Seven lean years have passed since OPEC, in a few short weeks of 1973 and 1974, began radically manipulating worldwide petroleum prices by increasing the cost of a barrel of crude from $2.41 to $10.95. Since then, oil-consuming countries have paid the oil producers a staggering $370 billion for the precious black product that is essential to industrial survival. Saudi Arabian Oil Minister Sheik Ahmed Zaki Yamani warns that oil could easily rise to as much as $60 per bbl. in the foreseeable future (see box).
Until recently, bulging worldwide inventories in the oil-importing nations acted as a brake on rising prices. But the war between Iran and Iraq, which has cut total OPEC production by about 3.5 million bbl. per day, has created pressure for higher prices. Repeated bombings and shellings have reduced to rubble the refineries and export facilities in the two countries, and experts believe that it would take up to a year after hostilities ended before normal export levels could be resumed.

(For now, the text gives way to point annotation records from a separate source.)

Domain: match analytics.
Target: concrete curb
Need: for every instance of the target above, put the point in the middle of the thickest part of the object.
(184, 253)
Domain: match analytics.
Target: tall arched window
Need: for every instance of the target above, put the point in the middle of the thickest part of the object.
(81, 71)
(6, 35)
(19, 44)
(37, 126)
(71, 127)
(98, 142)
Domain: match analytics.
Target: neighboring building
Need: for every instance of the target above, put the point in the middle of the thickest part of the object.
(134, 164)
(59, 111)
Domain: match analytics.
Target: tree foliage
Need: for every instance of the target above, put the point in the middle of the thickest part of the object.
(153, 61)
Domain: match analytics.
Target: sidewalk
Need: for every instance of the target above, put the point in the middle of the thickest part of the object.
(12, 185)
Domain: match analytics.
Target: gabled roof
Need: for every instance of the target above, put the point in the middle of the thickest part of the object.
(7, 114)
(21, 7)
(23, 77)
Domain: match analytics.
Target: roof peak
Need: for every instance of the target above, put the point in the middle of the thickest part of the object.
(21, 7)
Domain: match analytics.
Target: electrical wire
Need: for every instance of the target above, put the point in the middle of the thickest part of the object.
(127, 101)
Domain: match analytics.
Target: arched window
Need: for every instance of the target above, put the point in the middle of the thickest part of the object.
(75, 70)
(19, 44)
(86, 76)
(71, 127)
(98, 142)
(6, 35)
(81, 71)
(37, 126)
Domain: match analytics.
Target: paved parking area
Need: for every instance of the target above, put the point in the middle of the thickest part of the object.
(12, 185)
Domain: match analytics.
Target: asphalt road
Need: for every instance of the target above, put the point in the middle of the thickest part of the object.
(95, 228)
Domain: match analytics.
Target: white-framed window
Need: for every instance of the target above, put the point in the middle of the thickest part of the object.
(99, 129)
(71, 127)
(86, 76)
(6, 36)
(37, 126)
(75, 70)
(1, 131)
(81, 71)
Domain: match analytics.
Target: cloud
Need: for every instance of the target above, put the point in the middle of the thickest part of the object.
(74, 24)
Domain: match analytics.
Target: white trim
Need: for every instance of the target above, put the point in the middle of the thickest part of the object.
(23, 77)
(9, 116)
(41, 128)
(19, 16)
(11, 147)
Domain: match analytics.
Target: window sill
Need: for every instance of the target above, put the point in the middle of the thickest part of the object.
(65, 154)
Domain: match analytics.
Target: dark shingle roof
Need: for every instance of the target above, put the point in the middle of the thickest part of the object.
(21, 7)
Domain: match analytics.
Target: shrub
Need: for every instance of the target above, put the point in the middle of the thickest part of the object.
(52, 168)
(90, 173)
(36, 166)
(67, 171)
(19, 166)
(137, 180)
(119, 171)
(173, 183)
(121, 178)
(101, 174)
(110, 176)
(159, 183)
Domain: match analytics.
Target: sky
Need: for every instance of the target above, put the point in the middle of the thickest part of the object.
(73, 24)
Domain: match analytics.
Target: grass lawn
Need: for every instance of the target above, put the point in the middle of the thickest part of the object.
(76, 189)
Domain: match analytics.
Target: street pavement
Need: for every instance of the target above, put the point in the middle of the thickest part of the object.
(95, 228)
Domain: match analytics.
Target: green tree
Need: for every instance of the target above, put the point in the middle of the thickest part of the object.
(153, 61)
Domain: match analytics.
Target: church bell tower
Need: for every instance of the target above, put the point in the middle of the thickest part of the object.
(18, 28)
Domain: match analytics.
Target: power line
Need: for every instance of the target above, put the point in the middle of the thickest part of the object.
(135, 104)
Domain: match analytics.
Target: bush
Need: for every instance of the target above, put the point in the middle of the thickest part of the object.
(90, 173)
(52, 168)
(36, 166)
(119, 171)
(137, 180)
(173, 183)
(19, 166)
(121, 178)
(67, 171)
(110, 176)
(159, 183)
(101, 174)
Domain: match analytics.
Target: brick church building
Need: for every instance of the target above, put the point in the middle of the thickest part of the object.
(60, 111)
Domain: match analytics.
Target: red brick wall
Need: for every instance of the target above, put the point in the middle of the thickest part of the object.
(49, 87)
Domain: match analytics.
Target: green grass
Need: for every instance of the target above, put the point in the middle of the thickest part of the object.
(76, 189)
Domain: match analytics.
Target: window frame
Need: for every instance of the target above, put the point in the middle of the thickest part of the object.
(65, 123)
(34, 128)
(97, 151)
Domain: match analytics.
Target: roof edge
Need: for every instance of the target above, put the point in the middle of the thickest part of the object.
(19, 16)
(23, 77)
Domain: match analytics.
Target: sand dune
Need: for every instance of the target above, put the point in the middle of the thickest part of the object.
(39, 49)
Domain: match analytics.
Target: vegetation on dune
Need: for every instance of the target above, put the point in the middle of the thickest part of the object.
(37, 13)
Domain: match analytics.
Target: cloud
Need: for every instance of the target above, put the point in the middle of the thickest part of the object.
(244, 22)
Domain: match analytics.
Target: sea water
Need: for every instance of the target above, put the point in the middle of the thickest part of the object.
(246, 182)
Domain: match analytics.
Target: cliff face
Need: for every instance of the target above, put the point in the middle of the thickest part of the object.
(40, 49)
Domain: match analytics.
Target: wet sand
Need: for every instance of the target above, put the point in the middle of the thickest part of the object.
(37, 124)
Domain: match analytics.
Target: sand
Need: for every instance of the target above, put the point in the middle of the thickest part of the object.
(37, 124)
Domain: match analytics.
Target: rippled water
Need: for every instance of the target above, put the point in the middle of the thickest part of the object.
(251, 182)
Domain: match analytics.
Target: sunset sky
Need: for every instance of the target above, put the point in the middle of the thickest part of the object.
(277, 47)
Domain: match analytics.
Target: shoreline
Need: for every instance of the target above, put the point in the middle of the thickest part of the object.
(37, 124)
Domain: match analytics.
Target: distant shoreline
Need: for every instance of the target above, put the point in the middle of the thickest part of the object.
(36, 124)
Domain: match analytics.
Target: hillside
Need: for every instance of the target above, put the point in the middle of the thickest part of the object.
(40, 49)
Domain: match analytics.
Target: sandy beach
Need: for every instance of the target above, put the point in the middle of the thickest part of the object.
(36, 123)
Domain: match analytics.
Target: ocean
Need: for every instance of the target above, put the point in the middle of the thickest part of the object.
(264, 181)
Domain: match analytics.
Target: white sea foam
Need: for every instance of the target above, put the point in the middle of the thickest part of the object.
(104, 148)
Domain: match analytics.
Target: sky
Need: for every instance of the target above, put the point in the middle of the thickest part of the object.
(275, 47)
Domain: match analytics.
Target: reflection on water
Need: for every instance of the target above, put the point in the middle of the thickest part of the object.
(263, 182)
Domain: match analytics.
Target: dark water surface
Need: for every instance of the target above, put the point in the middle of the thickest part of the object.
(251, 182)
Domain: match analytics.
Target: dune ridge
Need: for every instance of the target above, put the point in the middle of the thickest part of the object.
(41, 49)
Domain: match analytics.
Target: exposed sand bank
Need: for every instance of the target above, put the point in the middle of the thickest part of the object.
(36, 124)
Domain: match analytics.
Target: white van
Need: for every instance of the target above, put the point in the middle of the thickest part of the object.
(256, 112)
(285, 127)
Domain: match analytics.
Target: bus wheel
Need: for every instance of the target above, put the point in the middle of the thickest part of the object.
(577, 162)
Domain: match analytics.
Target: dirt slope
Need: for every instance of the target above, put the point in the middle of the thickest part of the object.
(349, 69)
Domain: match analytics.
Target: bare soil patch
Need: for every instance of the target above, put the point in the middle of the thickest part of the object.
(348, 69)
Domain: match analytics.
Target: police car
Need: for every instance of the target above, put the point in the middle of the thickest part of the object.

With the supply outlook clouding over, oil companies have become reluctant to draw down their inventories. As a result, prices have begun to rise for both crude and a variety of refined products like heating and diesel oil and gasoline. The little oil now being sold on the spot market is commanding about $40 per bbl. The price of heating oil on the East Coast is expected to increase from about $1 per gal. to perhaps $1.25 per gal. by early next year. Those rising prices are themselves encouraging cartel members to seek crude oil increases, thus intensifying the vicious circle of spiraling prices.